Nos despertó de ese estado de ensoñación romántica el señor plúmbeo sentado a mi lado. Míster plumbito, le llamaba mi nueva amiga, con una sonrisa pilla y sendos hoyuelitos hundiendo sus mejillas de muñeca de porcelana. “Pero habrase visto mayor falta de pudor y de escrúpulos que la suya”, espetó en un tono agrio, “una cosa es que me niegue la palabra en este encuentro y otra muy distinta que se pase todo el rato martilleándome con palabras cursis y besos estruendosos. Y ya lo último, está usted tan enfrascado en todo lo que concierne a esta fresca que ni se ha percatado de que lleva veinte minutos dándome empujoncitos al son de sus caricias”.

Evidentemente, perdí las formas. ¿Fresca, dice? Le propiné tal puñetazo que sus gafas saltaron por los aires y cayeron en el suelo. Agarré de la mano a mi querida y, al levantarme, pisé con rabia las gafas del mequetrefe aquel, que empezó a dar voces y a increparme. Los seguratas se acercaron a nuestra zona, pero nos dio tiempo a escaparnos corriendo, expulsando alaridos en los que se entremezclaban la risa y el flato.

Seguimos corriendo dirección Neptuno. Cuando pasamos al lado del Prado, me asaltó una imagen que el señor plumbito seguro habría juzgado como cursi: la estatua de Velázquez que custodia el museo inmortalizaba en un cuadro la instantánea de esos dos jóvenes que éramos nosotros corriendo asidos de la mano y derramando en nuestros rostros lágrimas de alegría y de emoción.
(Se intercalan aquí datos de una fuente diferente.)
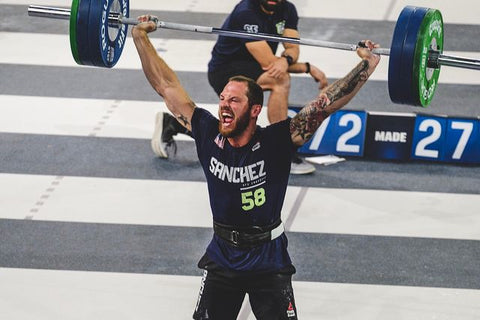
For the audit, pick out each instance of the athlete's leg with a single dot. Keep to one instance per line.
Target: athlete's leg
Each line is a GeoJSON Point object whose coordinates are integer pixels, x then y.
{"type": "Point", "coordinates": [219, 298]}
{"type": "Point", "coordinates": [271, 297]}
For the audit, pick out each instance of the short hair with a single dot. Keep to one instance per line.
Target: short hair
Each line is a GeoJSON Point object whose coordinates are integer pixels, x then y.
{"type": "Point", "coordinates": [254, 92]}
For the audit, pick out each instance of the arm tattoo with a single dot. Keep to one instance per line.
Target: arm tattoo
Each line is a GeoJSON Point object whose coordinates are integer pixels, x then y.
{"type": "Point", "coordinates": [346, 85]}
{"type": "Point", "coordinates": [182, 119]}
{"type": "Point", "coordinates": [307, 121]}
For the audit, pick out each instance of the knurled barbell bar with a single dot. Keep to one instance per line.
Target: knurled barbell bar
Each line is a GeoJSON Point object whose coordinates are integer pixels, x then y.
{"type": "Point", "coordinates": [98, 31]}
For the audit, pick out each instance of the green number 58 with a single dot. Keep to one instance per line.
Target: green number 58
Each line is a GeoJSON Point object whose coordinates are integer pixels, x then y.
{"type": "Point", "coordinates": [251, 199]}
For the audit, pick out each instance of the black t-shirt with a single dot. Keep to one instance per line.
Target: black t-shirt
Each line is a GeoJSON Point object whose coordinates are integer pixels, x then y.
{"type": "Point", "coordinates": [248, 16]}
{"type": "Point", "coordinates": [247, 187]}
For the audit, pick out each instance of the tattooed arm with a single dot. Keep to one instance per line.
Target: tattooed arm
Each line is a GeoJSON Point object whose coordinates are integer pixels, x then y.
{"type": "Point", "coordinates": [334, 97]}
{"type": "Point", "coordinates": [161, 77]}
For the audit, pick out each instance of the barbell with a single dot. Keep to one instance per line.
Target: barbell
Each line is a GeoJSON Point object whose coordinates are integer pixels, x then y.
{"type": "Point", "coordinates": [98, 30]}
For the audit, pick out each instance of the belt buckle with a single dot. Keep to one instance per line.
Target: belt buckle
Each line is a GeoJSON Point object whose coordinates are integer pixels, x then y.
{"type": "Point", "coordinates": [235, 235]}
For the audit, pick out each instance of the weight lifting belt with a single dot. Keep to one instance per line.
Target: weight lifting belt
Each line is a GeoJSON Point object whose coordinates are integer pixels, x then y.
{"type": "Point", "coordinates": [248, 237]}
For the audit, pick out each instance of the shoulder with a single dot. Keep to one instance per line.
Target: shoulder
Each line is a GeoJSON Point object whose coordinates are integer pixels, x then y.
{"type": "Point", "coordinates": [203, 121]}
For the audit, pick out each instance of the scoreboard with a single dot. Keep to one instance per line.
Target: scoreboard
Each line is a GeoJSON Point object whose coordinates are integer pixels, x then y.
{"type": "Point", "coordinates": [396, 136]}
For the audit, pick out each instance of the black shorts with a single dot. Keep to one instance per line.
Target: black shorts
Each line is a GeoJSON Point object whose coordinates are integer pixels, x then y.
{"type": "Point", "coordinates": [222, 293]}
{"type": "Point", "coordinates": [219, 78]}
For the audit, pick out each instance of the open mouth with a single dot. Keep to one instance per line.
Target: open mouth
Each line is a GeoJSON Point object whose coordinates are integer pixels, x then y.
{"type": "Point", "coordinates": [227, 117]}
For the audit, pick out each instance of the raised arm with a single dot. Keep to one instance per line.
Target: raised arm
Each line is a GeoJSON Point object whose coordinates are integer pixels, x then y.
{"type": "Point", "coordinates": [334, 97]}
{"type": "Point", "coordinates": [161, 77]}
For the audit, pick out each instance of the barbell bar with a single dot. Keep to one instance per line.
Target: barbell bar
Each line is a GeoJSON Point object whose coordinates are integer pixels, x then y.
{"type": "Point", "coordinates": [98, 31]}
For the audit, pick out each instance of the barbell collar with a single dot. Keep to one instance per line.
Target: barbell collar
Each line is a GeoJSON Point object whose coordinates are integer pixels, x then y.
{"type": "Point", "coordinates": [116, 18]}
{"type": "Point", "coordinates": [435, 60]}
{"type": "Point", "coordinates": [459, 62]}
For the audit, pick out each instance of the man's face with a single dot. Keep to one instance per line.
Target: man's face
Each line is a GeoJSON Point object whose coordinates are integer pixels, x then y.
{"type": "Point", "coordinates": [270, 5]}
{"type": "Point", "coordinates": [233, 109]}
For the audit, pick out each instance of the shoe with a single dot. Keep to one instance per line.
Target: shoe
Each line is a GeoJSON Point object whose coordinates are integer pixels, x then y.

Dos jóvenes con la melena al viento y todo un horizonte de felicidad desplegado ante ellos. Cuando estábamos ya a la altura de Neptuno, me di cuenta de que el cordón de mi zapato derecho se había alzado en rebeldía e iba bailando al ritmo de nuestras zancadas. Solté la mano de mi amiga un segundo, me paré, me agaché y me concentré en atarme ese cordón díscolo. Era presa en ese instante de tantas emociones que la mano me temblaba y no lograba atinar con el nudo. Me demoré más de lo esperado en ese acto rutinario que tantas veces había ejecutado de manera mecánica. Cuando levanté la cabeza, vi a mi amiga, a mi nueva querida, varios metros alejada de mí. Estaba con el brazo en alto, en uno de los pasos de cebra del Paseo del Prado, esperando un taxi. Me miró con una tristeza en los ojos que no podía contrastar más con la jovialidad en las que nos habíamos envuelto los dos durante nuestra cita sobrevenida. Su mirada triste heló mi corazón. A pesar de la distancia, pude apreciar cómo esos labios finos, de los que tantas palabras cálidas habían emanado en las horas anteriores, lograban musitar unas últimas palabras, esta vez más frías, aunque todavía impregnadas de cierto afecto: “Lo siento mucho, pero me tengo que ir”. Se subió en el taxi y desapareció de mi campo de visión. Me quedé petrificado en la postura ridícula en que me hallaba en ese momento: con la rodilla izquierda apoyada en el suelo, la cabeza ligeramente levantada y con las dos manos sujetando ya sin ninguna fuerza el cordón díscolo de mi zapato derecho.